Wenn die Worte fehlen

Sich klar und verständlich ausdrücken zu können, ist für die meisten von uns eine absolute Selbstverständlichkeit. Doch das kann sich plötzlich ändern. Nach einem Schlaganfall, durch einen Unfall oder eine Nervenerkrankung kann jeder eine Aphasie erleiden und sprachlos werden. Sie ist die Folge einer Schädigung meist der linken Hirnhälfte und verändert die Fähigkeit, sich mit Sprache auszudrücken und Sprache zu verstehen.

Sprache neu lernen

An der Uniklinik RWTH Aachen gibt es in der Klinik für Neurologie eine spezielle Abteilung für solche Fälle. Die Aachener Aphasiestation ist seit mehr als 30 Jahren auf Aphasien aller Schweregrade spezialisiert, vor allem die durch Schlaganfall und Schädel-Hirn-Trauma hervorgerufen wurden. Mittels hochintensiver neurolinguistischer Therapie werden hier Patienten mit akuter, aber auch chronischer Sprachstörung erfolgreich behandelt. Untersuchungsund Behandlungsschwerpunkte betreffen insbesondere die aphasischen Kommunikationsstörungen. Weiterhin werden auch häufig daneben bestehende Beeinträchtigungen der Aufmerksamkeit, der Raum- und Zahlenverarbeitung sowie Störungen des Gedächtnisses untersucht und bei der Sprachtherapie berücksichtigt.
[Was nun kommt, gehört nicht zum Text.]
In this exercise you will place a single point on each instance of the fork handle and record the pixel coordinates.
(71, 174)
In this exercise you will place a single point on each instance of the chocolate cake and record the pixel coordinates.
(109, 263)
Die Aachener Aphasiespezialbehandlung ist multidisziplinär und von hoher Intensität. Durch sprachsystematische Therapien kann das Team sprachliche Fähigkeiten von Aphasikern bessern und manchmal wiederherstellen. Diese führen nicht nur bei akuten und postakuten, sondern auch bei Patienten im chronischen Stadium nachweislich zu signifikanten Verbesserungen. Mit ihrem besonderen Konzept ist die Aachener Aphasiestation – ebenso wie die Sprachambulanz zur Diagnostik neurogener Sprach- und Sprechstörungen – einmalig in Deutschland.

Gute Nachrichten für Aphasiker

An der Uniklinik RWTH Aachen ist zudem eine kontinuierliche wissenschaftliche Begleitung der Aphasiebehandlung gewährleistet. Patienten haben die Möglichkeit, zusätzlich zur intensiven neurolinguistischen Therapie und Beratung, neue Verfahren zur Behandlung oder Diagnostik kennenzulernen. Universitäre Forschung und evidenzbasierte Therapie werden unmittelbar verknüpft und tragen zur Effizienz und Effektivität bei.

Was in der Praxis schon lange bewährt ist, wurde jetzt auch wissenschaftlich belegt: In diesem Jahr konnten Sprachforscher, auch von der Aachener Uniklinik, im Rahmen einer Großstudie bislang fehlende Nachweise zur Wirksamkeit einer Intensivtherapie, wie sie an der Aphasiestation schon lange etabliert ist, bei chronischer Aphasie liefern. Die Ergebnisse der Studie belegen, dass eine intensive Sprachtherapie zu einer deutlichen und langanhaltenden Verbesserung der Kommunikationsfähigkeit führt. Eine ambulante Therapie, wie sie normalerweise verordnet wird, bewirkte hingegen keine Verbesserung. Das sind gute Nachrichten für Aphasiker, denn die deutschen Krankenkassen übernehmen aktuell nicht ohne Weiteres die Kosten für eine Intensiv-Sprachtherapie – obwohl die Leitlinie der Deutschen Gesellschaft für Neurologie dies seit vielen Jahren als wirksames Verfahren empfiehlt. Grund dafür war bislang mangelnde, wissenschaftlich hinreichende Evidenz zur Wirksamkeit der Therapie. Diese Lücke konnte die Großstudie schließen. Es steht zu erwarten, dass die nationalen und internationalen Leitlinien diesen Erkenntnisgewinn rasch widerspiegeln werden. Damit entsteht für Betroffene die berechtigte Hoffnung, von diesem wissenschaftlichen Fortschritt der Medizin bald profitieren zu können.

Sprache neu lernen: Ein Patient übt in der Uniklinik RWTH Aachen im Rahmen einer Therapieeinheit eine „Wort-Bild-Zuordnung“.